Since in all human B-CLL samples miR-29a expression levels were >20-fold higher compared to miR-29b [15] and both microRNAs share the same seed sequence, it is likely that most of effects of expression of miR-29ab cluster in CLL can be attributed to miR-29a. MiR-29 functions as an oncogene in B-cells by regulating its targets. Targetscan software predicts over 800 targets for miR-29. This list contains multiple oncogenes and tumor suppressor genes. Previous reports showed that miR-29 can target TCL1, MCL1 and CDK6 oncogenes [14,17,18]; we propose that miR-29 targets possible tumor suppressor peroxidasin [15]. Clearly, interactions of miR-29 with these genes contribute to its function, but it is very likely that hundreds of unknown interactions of miR-29 with its targets hold keys to its oncogenic role in CLL.

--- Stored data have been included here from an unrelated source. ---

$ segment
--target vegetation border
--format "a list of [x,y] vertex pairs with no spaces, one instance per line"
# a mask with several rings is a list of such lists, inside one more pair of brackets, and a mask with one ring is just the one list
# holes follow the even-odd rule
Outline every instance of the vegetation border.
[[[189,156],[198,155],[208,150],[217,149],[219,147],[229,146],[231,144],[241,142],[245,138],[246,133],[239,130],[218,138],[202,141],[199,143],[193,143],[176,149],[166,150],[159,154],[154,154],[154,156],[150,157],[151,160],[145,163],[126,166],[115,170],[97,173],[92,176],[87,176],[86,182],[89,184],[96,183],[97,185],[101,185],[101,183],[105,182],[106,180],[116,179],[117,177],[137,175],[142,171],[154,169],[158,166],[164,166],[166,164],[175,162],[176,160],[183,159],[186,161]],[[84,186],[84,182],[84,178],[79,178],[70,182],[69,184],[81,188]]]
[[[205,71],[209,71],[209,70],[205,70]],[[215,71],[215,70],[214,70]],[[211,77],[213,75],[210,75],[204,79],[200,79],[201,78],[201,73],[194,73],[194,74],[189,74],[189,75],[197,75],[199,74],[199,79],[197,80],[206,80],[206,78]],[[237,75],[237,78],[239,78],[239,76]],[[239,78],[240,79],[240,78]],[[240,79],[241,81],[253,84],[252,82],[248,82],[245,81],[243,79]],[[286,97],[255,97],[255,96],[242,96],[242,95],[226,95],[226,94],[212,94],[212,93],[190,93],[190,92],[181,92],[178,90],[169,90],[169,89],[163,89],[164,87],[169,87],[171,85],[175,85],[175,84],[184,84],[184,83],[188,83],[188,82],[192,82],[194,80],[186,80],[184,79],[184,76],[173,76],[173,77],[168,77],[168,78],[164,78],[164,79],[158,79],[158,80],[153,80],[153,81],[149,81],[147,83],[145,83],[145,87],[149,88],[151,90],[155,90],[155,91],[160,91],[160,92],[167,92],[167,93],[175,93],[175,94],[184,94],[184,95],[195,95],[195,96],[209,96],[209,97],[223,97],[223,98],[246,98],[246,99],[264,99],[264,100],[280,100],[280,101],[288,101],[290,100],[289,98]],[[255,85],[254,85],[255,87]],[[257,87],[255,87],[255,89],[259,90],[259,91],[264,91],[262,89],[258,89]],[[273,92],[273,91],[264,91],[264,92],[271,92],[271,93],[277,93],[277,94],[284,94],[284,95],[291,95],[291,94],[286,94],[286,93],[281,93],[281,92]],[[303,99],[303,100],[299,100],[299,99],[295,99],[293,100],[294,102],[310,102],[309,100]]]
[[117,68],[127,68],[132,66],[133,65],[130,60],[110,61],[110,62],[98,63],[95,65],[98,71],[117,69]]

MicroRNA expression profiles were extensively studied in a number of hematological malignancies as well as in solid tumors [7]. These studies resulted in identification of several microRNAs that might function as tumor suppressors or oncogenes [7]. However, there have been only two reports demonstrating that dysregulation of a single microRNA (or a cluster) can cause cancer. The first such study defined an initiation role of miR-155 in B-cell acute leukemias [19]. Another study demonstrated that knockout of miR-15/16 led to the development of indolent B-cell malignancies [20,21]. In both cases previously published reports identified miR-155 as an oncogene and miR-15/16 as a tumor suppressor. In contrast, there has not been a clear consensus regarding the function of miR-29 in this respect. Previous studies showed that miR-29 expression was down-regulated and correlated with poor prognosis in mantle cell lymphoma [22], its re-expression caused apoptosis AML cells [17] and suppressed tumorigenicity in lung cancer cells [23]. On the other hand, in addition to our report [15], dysregulation of miR-29 expression in myeloid cells was found to cause AML in a mouse model [24], and its overexpression was reported in metastatic breast cancer [25]. Thus, it is apparent that depending on cellular contexts miR-29 can function as an oncogene or a tumor suppressor.